The next two days, until the steamer came, were spent by Pollock in making a more effectual disposition of his possession. Overcoming his aversion to handling the thing, he went down to the river mouth and threw it into the sea-water, but by some miracle it escaped the crocodiles, and was cast up by the tide on the mud a little way up the river, to be found by an intelligent Arab half-breed, and offered for sale to Pollock and Perera as a curiosity, just on the edge of night. The native hung about in the brief twilight, making lower and lower offers, and at last, getting scared in some way by the evident dread these wise white men had for the thing, went off, and, passing Pollock’s shed, threw his burden in there for Pollock to discover in the morning.

At this Pollock got into a kind of frenzy. He would burn the thing. He went out straightway into the dawn, and had constructed a big pyre of brushwood before the heat of the day. He was interrupted by the hooter of the little paddle steamer from Monrovia to Bathurst, which was coming through the gap in the bar. “Thank Heaven!” said Pollock, with infinite piety, when the meaning of the sound dawned upon him. With trembling hands he lit his pile of wood hastily, threw the head upon it, and went away to pack his portmanteau and make his adieux to Perera.

That afternoon, with a sense of infinite relief, Pollock watched the flat swampy foreshore of Sulyma grow small in the distance. The gap in the long line of white surge became narrower and narrower. It seemed to be closing in and cutting him off from his trouble. The feeling of dread and worry began to slip from him bit by bit. At Sulyma belief in Porroh malignity and Porroh magic had been in the air, his sense of Porroh had been vast, pervading, threatening, dreadful. Now manifestly the domain of Porroh was only a little place, a little black band between the sea and the blue cloudy Mendi uplands.

“Good-bye, Porroh!” said Pollock. “Good-bye—certainly not au revoir.”
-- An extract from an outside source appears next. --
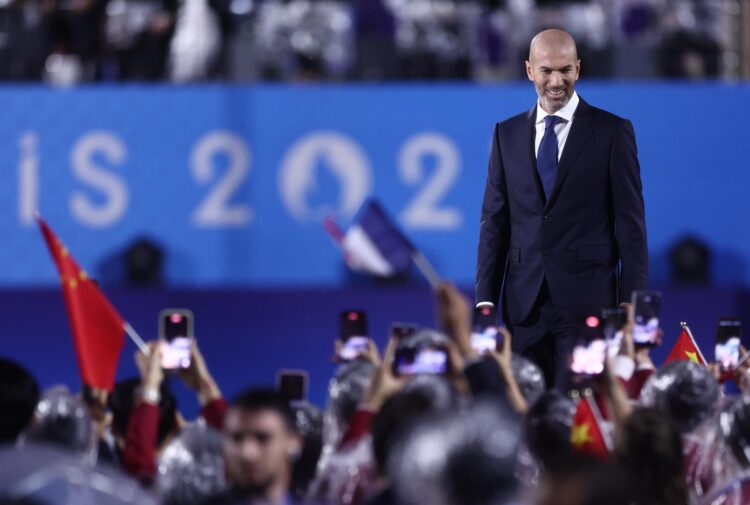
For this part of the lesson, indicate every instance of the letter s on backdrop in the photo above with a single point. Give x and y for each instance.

The captain of the steamer came and leant over the rail beside him, and wished him good evening, and spat at the froth of the wake in token of friendly ease.

“I picked up a rummy curio on the beach this go,” said the captain. “It’s a thing I never saw done this side of Indy before.”

“What might that be?” said Pollock.

“Pickled ’ed,” said the captain.

What?” said Pollock.

“’Ed—smoked. ’Ed of one of these Porroh chaps, all ornamented with knife-cuts. Why! What’s up? Nothing? I shouldn’t have took you for a nervous chap. Green in the face. By gosh! you’re a bad sailor. All right, eh? Lord, how funny you went! Well, this ’ed I was telling you of is a bit rum in a way. I’ve got it, along with some snakes, in a jar of spirit in my cabin what I keeps for such curios, and I’m hanged if it don’t float upsy down. Hullo!”